A mature feminism recognizes that subjects such as cooking can be difficult for women to address, as they have so often been seen as insignificant "women's work," but it also asks us to recognize that their intimate nature makes them serious and important.
Edith Schaeffer, from The Hidden Art of Homemaking (a delightful little book) points out that creative and artful home-making isn't just for wives and mothers:
There should be a practical result of the realization that we have been created in the image of the Creator of beauty. Whether you are married and have a family; whether you share a house or a flat with one or a number of people; whether you still live with your parents; whether you live alone and have guests in from time to time; whether you are a man or a woman: the fact that you are a Christian should show in some practical areas of a growing creativity and sensitivity to beauty, rather than in an gradual drying up of creativity, and a blindness to ugliness . . .
Which is all why I was pleased to find this entry at one of my favorite blogs recently - a blog that is widely read and neither faith-based nor female-oriented. The blog entry is titled "A New Homemaking":
Without the steadiness and identity that home can provide, there is
little support for negotiating our way through the rough and tumble
terrain of a human life. While home is always a work in progress and as
subject to change as any other thing, it nonetheless also offers us the
potential for stability and shelter.
And remember, home is not always just a place, it's also a state of
mind, a way of relating to the world that is rooted in belonging. As
adults, our homes reflect not just who we are, but who we've decided to
be.
For a while there, home and homemaking took a real hit as we broke
molds, discovered new roles and strode forth into a future laden with
promotions, financial mobility, and lots and lots and lots of stuff.

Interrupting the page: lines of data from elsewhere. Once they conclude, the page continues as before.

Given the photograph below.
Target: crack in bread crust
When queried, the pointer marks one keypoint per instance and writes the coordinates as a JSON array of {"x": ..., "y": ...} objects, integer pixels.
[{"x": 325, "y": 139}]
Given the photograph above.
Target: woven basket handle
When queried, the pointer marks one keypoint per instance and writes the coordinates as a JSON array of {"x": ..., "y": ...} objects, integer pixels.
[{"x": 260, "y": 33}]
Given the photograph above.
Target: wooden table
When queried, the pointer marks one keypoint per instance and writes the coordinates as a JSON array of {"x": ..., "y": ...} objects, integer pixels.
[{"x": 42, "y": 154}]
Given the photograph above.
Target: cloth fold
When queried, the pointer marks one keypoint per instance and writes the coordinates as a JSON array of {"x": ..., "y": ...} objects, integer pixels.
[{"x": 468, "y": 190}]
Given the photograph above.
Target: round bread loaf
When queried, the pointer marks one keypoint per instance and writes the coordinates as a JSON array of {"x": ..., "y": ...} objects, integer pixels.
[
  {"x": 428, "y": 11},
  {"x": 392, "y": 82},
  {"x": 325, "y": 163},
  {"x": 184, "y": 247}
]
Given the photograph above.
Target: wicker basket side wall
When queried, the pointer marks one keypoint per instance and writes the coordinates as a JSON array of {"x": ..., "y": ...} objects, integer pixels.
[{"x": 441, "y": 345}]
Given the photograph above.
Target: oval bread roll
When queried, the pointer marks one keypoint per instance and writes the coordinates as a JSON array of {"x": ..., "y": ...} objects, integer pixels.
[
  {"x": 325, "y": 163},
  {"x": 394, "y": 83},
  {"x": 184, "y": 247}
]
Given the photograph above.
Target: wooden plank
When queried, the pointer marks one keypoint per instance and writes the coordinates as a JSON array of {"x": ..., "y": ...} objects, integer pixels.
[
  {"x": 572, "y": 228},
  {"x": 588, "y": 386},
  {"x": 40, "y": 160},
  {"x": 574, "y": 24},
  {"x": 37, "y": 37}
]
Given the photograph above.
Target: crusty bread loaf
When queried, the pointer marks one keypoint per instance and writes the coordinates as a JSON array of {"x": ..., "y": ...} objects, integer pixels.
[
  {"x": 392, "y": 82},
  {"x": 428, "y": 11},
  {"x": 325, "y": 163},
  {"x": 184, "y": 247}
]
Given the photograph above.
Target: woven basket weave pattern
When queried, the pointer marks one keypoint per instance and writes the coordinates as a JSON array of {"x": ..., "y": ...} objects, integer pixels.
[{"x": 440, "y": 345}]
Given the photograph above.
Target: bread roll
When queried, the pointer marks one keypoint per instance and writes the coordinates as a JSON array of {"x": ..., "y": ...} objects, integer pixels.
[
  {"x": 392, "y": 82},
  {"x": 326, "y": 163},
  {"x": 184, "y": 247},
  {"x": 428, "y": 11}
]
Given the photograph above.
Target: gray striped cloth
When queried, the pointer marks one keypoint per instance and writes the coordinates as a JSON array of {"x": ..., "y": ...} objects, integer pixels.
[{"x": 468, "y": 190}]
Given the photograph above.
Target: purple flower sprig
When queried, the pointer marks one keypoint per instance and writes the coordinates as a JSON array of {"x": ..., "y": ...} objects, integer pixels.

There's nothing wrong with wanting a career or providing materially for
our families, except that we throw out the baby with the bathwater when
we give these pursuits a higher value than the heath and well-being of
our homelife and, consequentially, the planet we live on.
What I'm starting to see today, and what makes me happy and a little
hopeful, is that people are rediscovering the value of homemaking, but
in new and innovative ways. There are major changes: the new homemaking
is no longer gender specific, it's not about the relentless pursuit of
bigger spaces and more stuff, and it's not necessarily the classic
nuclear family either.
Here's to the cultural re-invigoration of simple, healthy homelife.
Comments
Amen!!
Well said! Thank you for blogging on this! Keeping House: The Litany of Everyday Life by Margaret Kim Peterson is another great resource along this line of thought. She also points out a reading of Matthew 25 that had never dawned on me. We always assume that when we're told to feed the hungry, clothe the naked, welcome the stranger, etc. that it all relates to people we don't know, or people who have less than we do--a social justice reading--which is an important and good way to read the text. But she pointed out that we tend to ignore the ways that we daily feed those closest to us, do laundry, keep a home for each of us to come home to and to welcome in others, and that these are also ways of meeting Christ. The fact that we never even think of these daily tasks when we read that passage is an indicator of how much respect and value the arts and ministries of domesticity have lost.
This encourages me now as I am transitioning to a new roommate and truly embracing how much I love to make my home! Thank you.